N’était-ce pas le meilleur moyen de s’assurer la loyauté d’un officier sur
lequel Louis Napoléon comptait pour soulever la garnison ?
    Les deux amis acceptèrent cette cantinière d’un nouveau
genre et reçurent leur mission. Ils devraient, dans la nuit du 30 octobre,
s’emparer du télégraphe Chappe afin qu’aucun zélé fonctionnaire royaliste ne
pût donner l’alerte aux garnisons de Paris et aux ministres de Louis-Philippe. D’autres
officiers demi-solde étaient chargés de transporter et de distribuer les
décrets et proclamations destinés à l’armée et au peuple, déjà rédigés et en
cours d’impression.
    Les conjurés furent satisfaits d’apprendre, le 28 octobre
à dix heures du soir, que le prince était arrivé en ville. En quittant Arenenberg,
trois jours plus tôt, il avait laissé croire à sa mère, la reine Hortense, qu’il
se rendait à une partie de chasse à Heichingen, chez sa cousine, la princesse
de Hohenzollern, fille d’Eugène de Beauharnais. Ceux qui venaient de rencontrer
le prince appréciaient qu’il se fût fait couper, par son tailleur de Berne, un
uniforme bleu de colonel d’artillerie, sur lequel il arborerait, pour l’action,
le grand cordon de la Légion d’honneur. On le disait déterminé, un peu nerveux
mais confiant.
    Restait à attendre l’aube du 30 octobre, ce que Blaise
et Claude firent en fumant maintes pipes et vidant des pots de bière, après
avoir très exactement inspecté les abords du télégraphe qu’ils devaient rendre
muet.
    Mais – Axel Métaz ne l’apprit que plus tard – les
dieux se montrèrent réfractaires au coup d’éclat qui devait faire de Louis
Napoléon « un empereur de la République » ! Les événements ne
suivirent pas longtemps le cours prévu par les conjurés. Certes, le 30 octobre,
à cinq heures du matin, le colonel Vaudrey, qui sortait des bras de la dévouée Éléonore,
veuve Gordon, née Brault, fit, comme prévu, sonner le rassemblement dans la
cour de sa caserne et présenta Louis Napoléon à ses soldats en rappelant :
« Entre ce prince et vous, existent de grands souvenirs. »

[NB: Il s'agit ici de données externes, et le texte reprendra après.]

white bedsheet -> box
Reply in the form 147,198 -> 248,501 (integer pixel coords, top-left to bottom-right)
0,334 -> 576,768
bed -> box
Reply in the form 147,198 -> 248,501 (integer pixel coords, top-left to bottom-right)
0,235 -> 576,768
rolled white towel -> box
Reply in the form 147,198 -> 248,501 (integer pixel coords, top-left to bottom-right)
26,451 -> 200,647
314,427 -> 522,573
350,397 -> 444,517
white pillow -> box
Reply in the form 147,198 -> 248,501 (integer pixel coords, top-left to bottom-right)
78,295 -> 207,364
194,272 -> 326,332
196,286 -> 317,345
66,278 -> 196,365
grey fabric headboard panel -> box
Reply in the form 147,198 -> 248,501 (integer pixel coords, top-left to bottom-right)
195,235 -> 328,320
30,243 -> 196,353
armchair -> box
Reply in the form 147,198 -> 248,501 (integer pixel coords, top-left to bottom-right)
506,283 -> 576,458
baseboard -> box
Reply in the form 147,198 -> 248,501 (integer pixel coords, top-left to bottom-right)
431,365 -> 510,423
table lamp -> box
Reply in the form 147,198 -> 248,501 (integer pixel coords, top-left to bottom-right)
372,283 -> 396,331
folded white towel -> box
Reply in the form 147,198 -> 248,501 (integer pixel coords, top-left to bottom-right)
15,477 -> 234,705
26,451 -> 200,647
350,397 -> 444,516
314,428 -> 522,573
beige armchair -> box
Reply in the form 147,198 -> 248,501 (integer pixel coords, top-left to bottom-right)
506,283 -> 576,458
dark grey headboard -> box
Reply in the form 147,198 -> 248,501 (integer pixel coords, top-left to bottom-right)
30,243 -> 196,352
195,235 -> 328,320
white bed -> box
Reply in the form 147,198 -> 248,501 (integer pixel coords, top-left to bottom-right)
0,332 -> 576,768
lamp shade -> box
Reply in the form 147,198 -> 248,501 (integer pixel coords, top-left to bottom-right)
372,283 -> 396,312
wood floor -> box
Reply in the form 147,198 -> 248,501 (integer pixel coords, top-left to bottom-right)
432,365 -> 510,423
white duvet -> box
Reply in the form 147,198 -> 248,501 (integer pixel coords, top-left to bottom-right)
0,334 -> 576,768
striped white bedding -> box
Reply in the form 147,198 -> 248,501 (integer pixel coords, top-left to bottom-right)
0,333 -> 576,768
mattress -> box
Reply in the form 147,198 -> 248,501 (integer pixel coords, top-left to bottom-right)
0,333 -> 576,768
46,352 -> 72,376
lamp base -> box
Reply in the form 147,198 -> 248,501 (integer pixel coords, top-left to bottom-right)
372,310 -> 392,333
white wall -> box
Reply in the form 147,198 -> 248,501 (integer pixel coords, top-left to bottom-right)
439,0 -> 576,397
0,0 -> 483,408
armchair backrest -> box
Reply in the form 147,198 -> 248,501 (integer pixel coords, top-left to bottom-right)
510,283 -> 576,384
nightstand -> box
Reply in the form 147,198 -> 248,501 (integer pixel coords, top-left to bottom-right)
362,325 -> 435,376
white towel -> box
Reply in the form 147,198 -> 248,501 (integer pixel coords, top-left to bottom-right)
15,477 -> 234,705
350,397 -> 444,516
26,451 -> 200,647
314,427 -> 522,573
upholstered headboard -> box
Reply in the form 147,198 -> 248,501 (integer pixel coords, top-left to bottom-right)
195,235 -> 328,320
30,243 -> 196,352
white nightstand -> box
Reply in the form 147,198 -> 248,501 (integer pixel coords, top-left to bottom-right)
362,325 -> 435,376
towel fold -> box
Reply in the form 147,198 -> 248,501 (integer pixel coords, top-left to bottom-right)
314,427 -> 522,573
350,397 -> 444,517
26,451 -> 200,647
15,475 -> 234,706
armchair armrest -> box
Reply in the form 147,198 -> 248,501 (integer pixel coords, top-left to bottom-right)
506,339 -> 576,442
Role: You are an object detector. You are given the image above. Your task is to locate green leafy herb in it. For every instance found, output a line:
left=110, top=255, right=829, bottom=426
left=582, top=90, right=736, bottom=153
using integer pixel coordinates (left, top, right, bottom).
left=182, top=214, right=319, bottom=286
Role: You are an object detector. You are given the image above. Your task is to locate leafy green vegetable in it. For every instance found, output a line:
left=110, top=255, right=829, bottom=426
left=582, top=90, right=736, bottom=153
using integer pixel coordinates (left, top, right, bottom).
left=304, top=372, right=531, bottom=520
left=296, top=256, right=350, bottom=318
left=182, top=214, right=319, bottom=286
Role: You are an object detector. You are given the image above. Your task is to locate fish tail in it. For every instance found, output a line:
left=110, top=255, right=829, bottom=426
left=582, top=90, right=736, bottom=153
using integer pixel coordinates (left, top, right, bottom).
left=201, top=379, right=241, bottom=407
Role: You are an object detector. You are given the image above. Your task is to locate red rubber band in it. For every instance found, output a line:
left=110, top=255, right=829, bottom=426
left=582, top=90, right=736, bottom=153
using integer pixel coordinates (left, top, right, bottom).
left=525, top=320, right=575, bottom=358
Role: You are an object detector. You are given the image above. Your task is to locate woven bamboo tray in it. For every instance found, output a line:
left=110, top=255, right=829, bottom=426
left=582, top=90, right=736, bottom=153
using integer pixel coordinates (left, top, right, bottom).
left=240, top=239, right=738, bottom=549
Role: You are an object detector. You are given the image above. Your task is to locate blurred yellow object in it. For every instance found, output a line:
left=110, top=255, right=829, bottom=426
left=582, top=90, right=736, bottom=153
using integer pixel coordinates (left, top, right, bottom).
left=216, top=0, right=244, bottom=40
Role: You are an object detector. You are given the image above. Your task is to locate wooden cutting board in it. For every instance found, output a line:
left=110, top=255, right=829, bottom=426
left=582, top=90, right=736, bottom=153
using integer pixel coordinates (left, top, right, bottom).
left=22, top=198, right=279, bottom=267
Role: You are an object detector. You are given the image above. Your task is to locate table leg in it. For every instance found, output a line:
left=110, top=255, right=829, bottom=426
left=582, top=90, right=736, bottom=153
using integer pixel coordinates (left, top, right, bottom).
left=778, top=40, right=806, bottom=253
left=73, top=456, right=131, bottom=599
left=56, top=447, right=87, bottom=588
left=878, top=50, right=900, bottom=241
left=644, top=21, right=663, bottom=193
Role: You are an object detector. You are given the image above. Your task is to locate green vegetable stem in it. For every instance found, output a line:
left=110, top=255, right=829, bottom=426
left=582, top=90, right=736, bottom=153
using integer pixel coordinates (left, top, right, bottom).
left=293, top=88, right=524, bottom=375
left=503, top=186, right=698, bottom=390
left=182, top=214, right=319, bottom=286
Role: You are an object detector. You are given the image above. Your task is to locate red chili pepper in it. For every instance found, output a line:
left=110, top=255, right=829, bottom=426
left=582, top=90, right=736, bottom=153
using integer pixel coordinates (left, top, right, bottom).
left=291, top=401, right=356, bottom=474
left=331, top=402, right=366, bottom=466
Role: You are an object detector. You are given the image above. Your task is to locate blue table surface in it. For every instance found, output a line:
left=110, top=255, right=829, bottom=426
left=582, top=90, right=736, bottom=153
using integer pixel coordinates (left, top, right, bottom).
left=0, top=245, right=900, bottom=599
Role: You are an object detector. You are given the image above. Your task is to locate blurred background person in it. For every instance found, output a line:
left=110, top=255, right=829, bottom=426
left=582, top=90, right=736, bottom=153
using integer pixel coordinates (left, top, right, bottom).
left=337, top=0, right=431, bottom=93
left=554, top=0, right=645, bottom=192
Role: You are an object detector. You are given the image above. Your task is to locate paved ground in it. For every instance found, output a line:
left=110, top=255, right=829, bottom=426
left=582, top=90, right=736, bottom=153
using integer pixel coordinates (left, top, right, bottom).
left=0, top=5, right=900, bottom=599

    Les acclamations des artilleurs donnèrent à penser qu’on ne
rencontrerait pas d’opposition sérieuse. On courut donc au quartier général de
la place pour convaincre l’état-major de participer à l’offensive contre le
régime orléaniste. Force fut de constater, avec amertume, que le général Voirol
n’avait pas changé d’avis depuis l’été précédent, quand il avait répondu à une
invitation de Louis Napoléon à lui rendre visite à Bade : « Je
respecte les lois de mon pays ; une de ces lois bannit à perpétuité la
branche des Bonaparte : le prince ne peut remettre le pied en France et je
ne puis moi-même aller le voir [82] . » Le prince ayant mis le pied en France était un hors-la-loi : il fallait l’arrêter,
ainsi que tous les comploteurs, et fusiller tout ce monde-là ! Voirol, homme
de devoir, pensait peut-être aussi au prestige qu’il retirerait de la répression
immédiate et au bel avancement que cela lui vaudrait. Bien que séquestré en
caleçon dans sa chambre par le commandant Parquin, déguisé en général, il
réussit à se débarrasser de son gardien et courut donner l’alerte au 16 e  régiment
de ligne, qu’il savait fidèle au roi. À cette heure-là le complot avait déjà
échoué, car la plupart des unités refusaient de suivre un homme qui se disait neveu
de l’empereur mais que le lieutenant-colonel Tallandier affirmait être un
vulgaire usurpateur.
    Les troupes de la garnison s’étant partagées en deux camps
inégaux, on redouta un moment le pire, la tuerie entre Français. Mais comme les
« Vive le roi ! » étaient beaucoup plus nourris que les timides « Vive
l’empereur ! » les rebelles se rendirent. Louis Napoléon, le colonel
Vaudrey et leur état-major d’occasion furent arrêtés, sans coup férir ni ménagement.
Quand les cloches de la cathédrale sonnèrent midi, tout était consommé.
    Ignorant tout du fiasco, Fontsalte et Ribeyre, aidés d’une
poignée de grognards, avaient neutralisé les commis du télégraphe et attendaient,
en leur compagnie, les événements et le moment d’aller passer leur uniforme.